Full-Text Index

ArcadeDB’s full-text index is built on Apache Lucene and supports configurable analyzers, advanced Lucene query syntax, multi-property indexing, native BM25 relevance scoring (with tunable parameters and per-field boosts), and "More Like This" similarity search.

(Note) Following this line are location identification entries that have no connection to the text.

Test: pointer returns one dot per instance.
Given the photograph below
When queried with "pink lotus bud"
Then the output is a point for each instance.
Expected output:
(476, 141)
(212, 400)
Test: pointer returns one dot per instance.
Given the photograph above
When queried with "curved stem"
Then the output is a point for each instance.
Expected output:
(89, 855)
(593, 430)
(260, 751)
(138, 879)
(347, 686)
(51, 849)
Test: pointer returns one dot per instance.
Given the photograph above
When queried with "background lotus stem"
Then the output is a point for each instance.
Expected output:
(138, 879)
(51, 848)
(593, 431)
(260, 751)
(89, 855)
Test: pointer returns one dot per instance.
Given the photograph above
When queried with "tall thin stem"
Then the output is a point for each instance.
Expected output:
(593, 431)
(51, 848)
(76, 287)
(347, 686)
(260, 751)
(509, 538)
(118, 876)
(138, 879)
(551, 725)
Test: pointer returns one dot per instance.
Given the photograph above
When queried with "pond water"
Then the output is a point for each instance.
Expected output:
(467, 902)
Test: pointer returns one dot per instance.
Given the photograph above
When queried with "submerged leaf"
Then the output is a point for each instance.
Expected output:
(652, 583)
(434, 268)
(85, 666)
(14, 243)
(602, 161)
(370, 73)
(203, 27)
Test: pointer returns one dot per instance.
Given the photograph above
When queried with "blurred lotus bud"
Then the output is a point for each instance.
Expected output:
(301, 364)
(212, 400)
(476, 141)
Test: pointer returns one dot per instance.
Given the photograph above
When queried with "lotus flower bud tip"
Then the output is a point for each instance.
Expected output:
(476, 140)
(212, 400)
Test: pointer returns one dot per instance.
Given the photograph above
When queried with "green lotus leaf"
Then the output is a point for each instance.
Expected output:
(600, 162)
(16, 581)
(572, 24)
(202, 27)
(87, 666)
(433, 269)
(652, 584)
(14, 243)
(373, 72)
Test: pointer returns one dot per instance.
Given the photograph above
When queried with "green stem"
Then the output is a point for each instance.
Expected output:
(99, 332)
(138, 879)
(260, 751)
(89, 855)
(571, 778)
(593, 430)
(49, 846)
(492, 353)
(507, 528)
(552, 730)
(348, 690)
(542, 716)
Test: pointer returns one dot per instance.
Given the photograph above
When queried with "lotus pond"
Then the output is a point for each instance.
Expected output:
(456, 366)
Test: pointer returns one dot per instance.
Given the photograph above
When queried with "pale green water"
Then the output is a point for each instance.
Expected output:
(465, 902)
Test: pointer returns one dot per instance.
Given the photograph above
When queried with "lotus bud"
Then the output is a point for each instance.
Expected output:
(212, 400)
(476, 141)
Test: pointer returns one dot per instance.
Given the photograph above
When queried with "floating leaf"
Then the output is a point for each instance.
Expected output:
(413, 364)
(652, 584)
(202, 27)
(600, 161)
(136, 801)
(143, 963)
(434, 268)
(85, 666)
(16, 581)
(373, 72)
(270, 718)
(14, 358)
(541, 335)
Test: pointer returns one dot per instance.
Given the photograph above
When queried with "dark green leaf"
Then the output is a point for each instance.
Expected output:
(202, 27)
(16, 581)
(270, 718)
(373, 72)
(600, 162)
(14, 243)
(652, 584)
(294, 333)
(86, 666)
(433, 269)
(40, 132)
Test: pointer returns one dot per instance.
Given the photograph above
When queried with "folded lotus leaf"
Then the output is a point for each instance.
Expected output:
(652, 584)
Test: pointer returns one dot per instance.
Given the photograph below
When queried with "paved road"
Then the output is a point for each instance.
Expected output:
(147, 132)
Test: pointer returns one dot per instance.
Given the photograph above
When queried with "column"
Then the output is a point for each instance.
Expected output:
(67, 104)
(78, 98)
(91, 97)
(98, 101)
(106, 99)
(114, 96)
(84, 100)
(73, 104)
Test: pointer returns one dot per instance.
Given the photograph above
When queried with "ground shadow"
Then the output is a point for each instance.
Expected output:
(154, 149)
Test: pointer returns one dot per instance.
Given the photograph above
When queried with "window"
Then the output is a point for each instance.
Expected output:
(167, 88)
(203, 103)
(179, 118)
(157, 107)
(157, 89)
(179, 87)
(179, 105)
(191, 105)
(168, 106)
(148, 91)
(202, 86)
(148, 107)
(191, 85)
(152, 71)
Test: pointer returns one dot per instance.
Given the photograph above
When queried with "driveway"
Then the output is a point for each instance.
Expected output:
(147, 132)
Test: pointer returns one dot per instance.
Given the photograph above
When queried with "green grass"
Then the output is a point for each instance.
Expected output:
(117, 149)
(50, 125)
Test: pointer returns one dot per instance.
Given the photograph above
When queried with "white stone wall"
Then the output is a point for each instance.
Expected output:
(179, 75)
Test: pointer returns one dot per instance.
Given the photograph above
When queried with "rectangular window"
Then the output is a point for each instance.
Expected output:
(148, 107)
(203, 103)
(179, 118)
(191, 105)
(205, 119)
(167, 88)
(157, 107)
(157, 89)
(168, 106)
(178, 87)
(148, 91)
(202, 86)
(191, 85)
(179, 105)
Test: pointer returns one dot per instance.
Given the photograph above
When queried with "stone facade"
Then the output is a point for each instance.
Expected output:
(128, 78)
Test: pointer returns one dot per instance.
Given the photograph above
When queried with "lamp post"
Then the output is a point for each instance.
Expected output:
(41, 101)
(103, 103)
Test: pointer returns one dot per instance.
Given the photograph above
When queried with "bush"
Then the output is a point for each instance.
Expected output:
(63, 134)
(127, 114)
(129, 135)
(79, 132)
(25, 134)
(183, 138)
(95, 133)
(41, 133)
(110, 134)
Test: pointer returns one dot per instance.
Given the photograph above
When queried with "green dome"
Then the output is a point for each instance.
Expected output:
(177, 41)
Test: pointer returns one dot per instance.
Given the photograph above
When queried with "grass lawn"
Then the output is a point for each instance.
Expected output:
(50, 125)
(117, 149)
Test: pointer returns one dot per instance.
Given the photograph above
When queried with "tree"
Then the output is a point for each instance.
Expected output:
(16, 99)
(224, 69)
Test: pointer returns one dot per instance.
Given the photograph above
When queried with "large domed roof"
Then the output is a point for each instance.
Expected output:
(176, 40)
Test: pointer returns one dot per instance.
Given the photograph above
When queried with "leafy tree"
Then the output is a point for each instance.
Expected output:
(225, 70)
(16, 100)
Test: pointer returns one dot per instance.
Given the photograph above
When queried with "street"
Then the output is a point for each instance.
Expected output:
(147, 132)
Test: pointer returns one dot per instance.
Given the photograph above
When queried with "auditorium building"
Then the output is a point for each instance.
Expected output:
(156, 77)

Creating a Full-Text Index

CREATE INDEX ON Article (content) FULL_TEXT

Multiple properties can be indexed together:

CREATE INDEX ON Article (title, body) FULL_TEXT

Configuring the Analyzer

Pass a METADATA block to choose a Lucene analyzer:

CREATE INDEX ON Article (content) FULL_TEXT
  METADATA {
    "analyzer": "org.apache.lucene.analysis.en.EnglishAnalyzer",
    "allowLeadingWildcard": false,
    "defaultOperator": "OR"
  }

Metadata Options

Option Type Default Description

analyzer

string

org.apache.lucene.analysis.standard.StandardAnalyzer

Lucene analyzer class used for both indexing and querying

index_analyzer

string

Override analyzer used only at index time

query_analyzer

string

Override analyzer used only at query time

allowLeadingWildcard

boolean

false

Allow *term wildcard queries

defaultOperator

"OR" | "AND"

"OR"

Default operator between terms when none is specified

<field>_analyzer

string

Per-field analyzer override, e.g. "title_analyzer"

similarity

"BM25" | "CLASSIC"

"BM25"

Relevance model (see Relevance Scoring). BM25 is the default for newly created indexes; CLASSIC is the legacy term-coordination (match-count) model

bm25_k1

float

1.2

BM25 term-frequency saturation (must be >= 0). Higher values let repeated terms keep increasing the score

bm25_b

float

0.75

BM25 document-length normalization, in [0, 1] (0 disables length normalization)

<field>_boost

float

1.0

Per-field BM25 boost multiplier applied to field-qualified matches on that field (must be >= 0), e.g. "title_boost"

Common Analyzers

Analyzer Class Description

org.apache.lucene.analysis.standard.StandardAnalyzer

General-purpose tokenizer (default)

org.apache.lucene.analysis.en.EnglishAnalyzer

English stemming and stop words

org.apache.lucene.analysis.core.SimpleAnalyzer

Lowercase only, no stop words

org.apache.lucene.analysis.core.WhitespaceAnalyzer

Split on whitespace only

Per-Field Analyzers

For multi-property indexes, each field can use a different analyzer:

CREATE INDEX ON Article (title, body) FULL_TEXT
  METADATA {
    "analyzer": "org.apache.lucene.analysis.standard.StandardAnalyzer",
    "title_analyzer": "org.apache.lucene.analysis.en.EnglishAnalyzer"
  }

Here title uses the English analyzer while body falls back to the standard analyzer.

Searching

SEARCH_INDEX()

Searches a named full-text index using Lucene query syntax.

SELECT * FROM Article
WHERE SEARCH_INDEX('Article[content]', 'java programming')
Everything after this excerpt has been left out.